When inquisitive readers encounter a word they don't know or a word that is used in a way that is unfamiliar to them, they look up the term in a dictionary. Confronted with multiple options for a term, they find that definition (or gloss) that best fits the context the word appeared in. Using this intuition, Mike Lesk developed an elegant scheme whereby the sense of a word that has the largest number of overlaps the other senses is chosen.
This work has been extended by Siddharth Patwardhan and Ted Pedersen to use context vectors for each of the words in a WordNet gloss and connected synsets (via a number of other WordNet linkages) to form a basis for a new similarity measure.
Philip Resnik introduced the idea of adding the idea of information content to synsets in order to add a quantitative measure of distance between synsets separate from just the topological separation within WordNet. Resnik took a corpus, and for every word appearing in the corpus, adds one over the number of senses for every sense of that word and all of its hypernym parents.
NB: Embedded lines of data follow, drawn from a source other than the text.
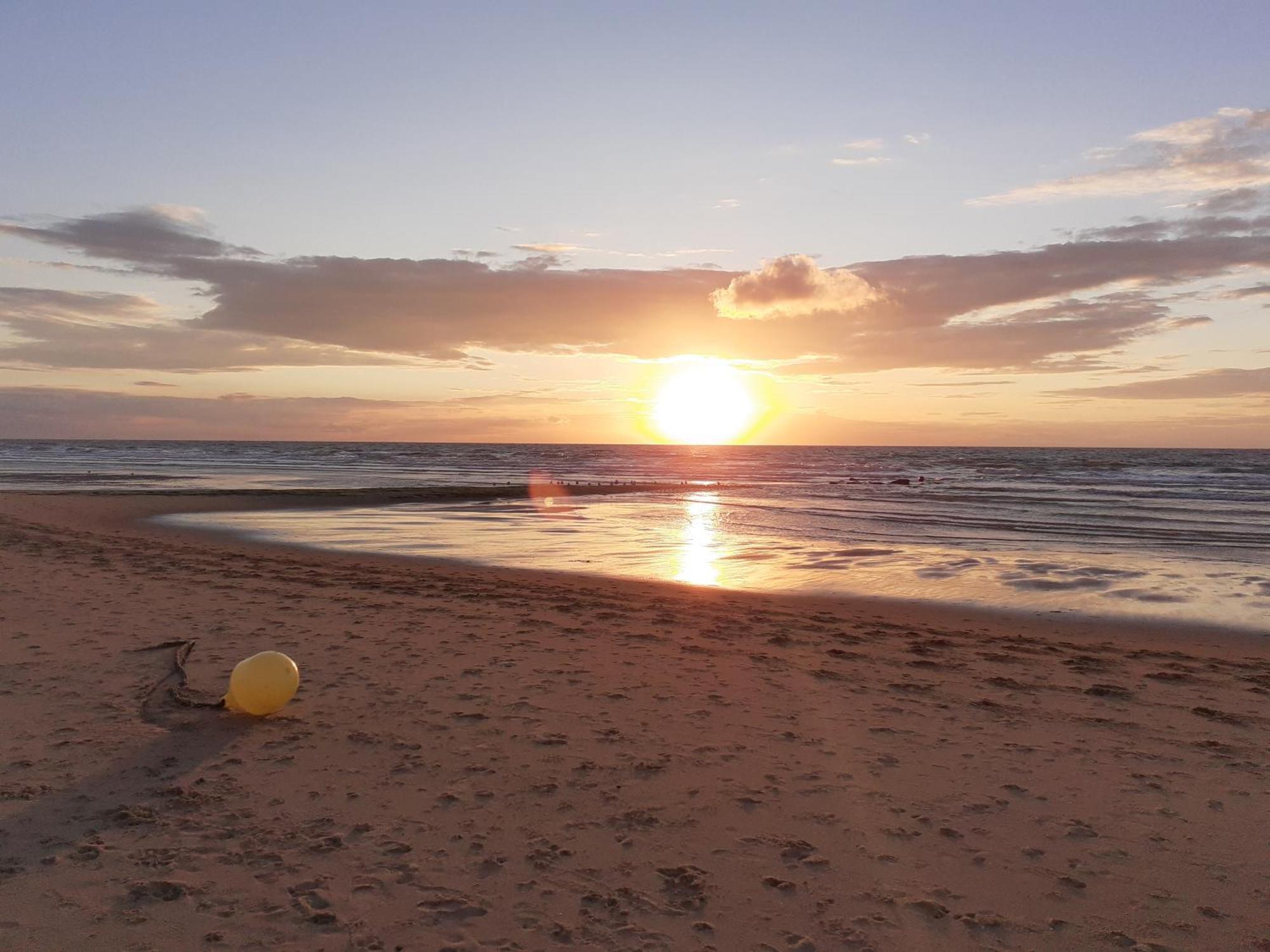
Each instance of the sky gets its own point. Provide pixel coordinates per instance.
(904, 224)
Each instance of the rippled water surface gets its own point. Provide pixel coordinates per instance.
(1170, 534)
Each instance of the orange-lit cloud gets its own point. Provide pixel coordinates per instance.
(1053, 308)
(1227, 150)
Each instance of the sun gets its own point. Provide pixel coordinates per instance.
(704, 402)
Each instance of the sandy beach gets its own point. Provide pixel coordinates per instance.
(500, 760)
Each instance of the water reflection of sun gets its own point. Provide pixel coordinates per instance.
(700, 548)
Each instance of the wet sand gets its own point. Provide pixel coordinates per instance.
(500, 760)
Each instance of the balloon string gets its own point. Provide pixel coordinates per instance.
(182, 694)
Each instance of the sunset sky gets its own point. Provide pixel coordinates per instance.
(904, 224)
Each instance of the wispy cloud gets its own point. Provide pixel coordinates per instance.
(866, 161)
(1229, 150)
(1205, 385)
(1057, 308)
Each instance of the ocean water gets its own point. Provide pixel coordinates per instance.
(1169, 534)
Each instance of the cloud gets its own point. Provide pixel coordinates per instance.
(1041, 310)
(792, 286)
(867, 161)
(149, 234)
(1203, 385)
(1229, 150)
(551, 248)
(67, 329)
(1255, 291)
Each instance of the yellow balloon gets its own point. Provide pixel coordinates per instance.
(262, 684)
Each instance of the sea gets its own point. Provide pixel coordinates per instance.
(1173, 535)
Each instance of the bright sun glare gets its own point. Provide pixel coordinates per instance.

As the number of words increases and the number of possible senses increases, there is additional computational overhead in trying the ensemble of senses that maximizes the similarity measure under investigation. Cowie, Guthrie, and Guthrie created a disambiguation strategy that sampled from the possible ensembles using simulated annealing.
Abe and Li
Abe and Li ignore the semantic heirarchy for the purposes of calculating the actual probability of individual synsets (and use a simplification that each synset is equally likely, which is reminiscent of Resnik's information content calculation). The probabilities are calculated directly from the data, which means the synsets are simply a large multinomial. Instead, the hierarchy comes into play in selecting a cut of the tree that satisfies an MDL. Any synsets that are not included in the cut are equally likely (based on the probability of the last included parent).
Hiding a Semantic Hierarchy in a Markov Model
Although Abney and Light focused on the problem of disambiguation in the context of selectional restrictions, their approach is very similar to our approach. They train, for every part of speech relationship that links to a noun, to create a hidden Markov model that would generate the word from a sense.
They were unable to improve upon Resnik's approach of using class-based measures, and discovered the problems of smoothing and weighting by length.
Rada Mihalcea creates a very large graphical model by creating nodes for each synset that could represent a word. Then, edges connect related synsets from one word to the next, and then the PageRank algorithm is run to determine a ranking for each word based on the induced stationary distribution.
The question of which links are drawn is interesting. At first, Mihalcea used existing links in WordNet, taking care not to connect nodes corresponding to the same word the weights were initially seeded by the Lesk similarity. A later improvement was to use all possible connections, but throwing out those with no Lesk similarity.